WD Elements Review - www.impulsegamer.com -

Installation 8.0
Design 6.0
Features 7.5
Value 7.0
Distributor: Western Digital
Reviewer:
Peter Nelson

7.5


WD Elements Play

Quite a few developers are targeting the bridge between computers and TV's and this time, Impulse Gamer checks out the new WD Elements Play by Western Digital. In essence, this drive is a central hub which allows you to store media on the drive, plug it into your TV and then watch. Sounds good? Almost!

We reviewed the 1 terabyte model which supports a wide range of file formats such as MKV and H264 but best of all, the device outputs in glorious FULL-HD 1080p. The unit comes with the Multimedia Drive (WD Elements Play), remote control with batteries, USB cable, AC adapter and a quick install guide.

The design of the WD Element  Play is quite basic that boasts a jet black box and a rather miniature remote control. For connections, it supports HDMI, component out, optical audio and a USB out to connect the unit to either a PC or another USB device. All in all, it looks like a rather basic device and does what it should, bridge PC files to your TV.

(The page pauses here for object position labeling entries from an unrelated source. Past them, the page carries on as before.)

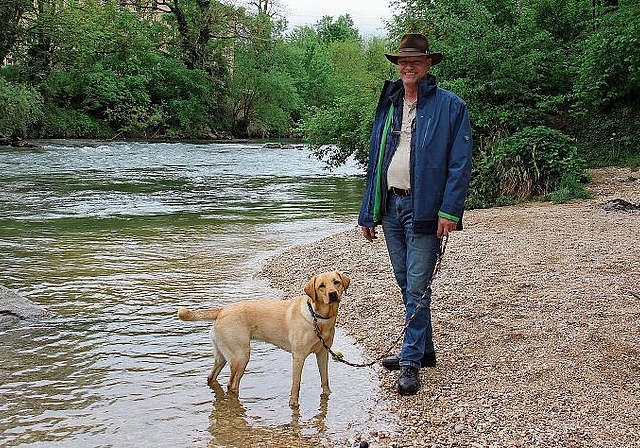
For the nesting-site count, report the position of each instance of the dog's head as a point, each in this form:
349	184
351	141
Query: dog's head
327	287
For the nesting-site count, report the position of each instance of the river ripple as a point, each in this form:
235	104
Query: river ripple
112	237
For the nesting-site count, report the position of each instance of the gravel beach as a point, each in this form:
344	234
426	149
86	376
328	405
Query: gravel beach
536	315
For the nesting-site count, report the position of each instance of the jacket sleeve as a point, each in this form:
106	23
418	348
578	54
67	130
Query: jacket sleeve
459	163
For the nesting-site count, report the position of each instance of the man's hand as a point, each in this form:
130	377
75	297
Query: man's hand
369	233
445	227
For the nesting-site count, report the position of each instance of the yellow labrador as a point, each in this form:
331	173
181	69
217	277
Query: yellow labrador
288	324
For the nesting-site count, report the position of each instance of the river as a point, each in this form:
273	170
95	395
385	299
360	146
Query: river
112	237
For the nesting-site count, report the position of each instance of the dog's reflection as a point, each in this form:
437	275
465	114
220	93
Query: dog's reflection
229	425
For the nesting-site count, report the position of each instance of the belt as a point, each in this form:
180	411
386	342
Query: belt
399	192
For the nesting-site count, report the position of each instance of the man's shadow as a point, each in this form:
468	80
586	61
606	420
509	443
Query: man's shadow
229	425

In terms of video formats, the WD Elements supports; VI (XviD, AVC, MPEG-1/2/4) MPG/MPEG, VOB/ISO, MP4/MOV (MPEG-4, H.264), MKV (H.264, x.264, AVC, MPEG-1/2/4), TS/TP/M2TS (MPEG-1/2/4, AVC), FLV and RM or RMVB 8/9/10 video files. Apart from video files, it supports a range of audio that include MP3, WAV/PCM/LPCM, WMA, AAC, FLAC, MKA, OGG, APE and Dolby Digital (inside video files only). Needless to say, it supports all the main video and audio formats so I really doubt that you will have any issues with this device in terms of playback.

The installation was quite easy, we simply connected it to our PC, moved the files across and then connected it to our Samsung FULL HD TV. That's basically it. The quality of the playback does determine on the quality of files but for the most part, they looked rather spiffy. The interface of the device is relatively simple as well which includes picture icons for navigation. These icons include Video, Music, Photos, File Management and Settings which is quite easy to manipulate.

In conclusion, the WD Elements is an interesting device that does successfully bridge the PC to the TV. However, I'm a little apprehensive as to the longevity of this device as machines such as the PlayStation 3 or XBox 360 already do this feature and supports wireless. The lack of a network connection is a little problematic as well which means you always need to connect it to a PC or a USB device to copy files across. If it had wireless functionality, than we would really be cooking but considering this day and age, it is a little archaic at best. It's a good attempt but a little late in the grand scheme of things.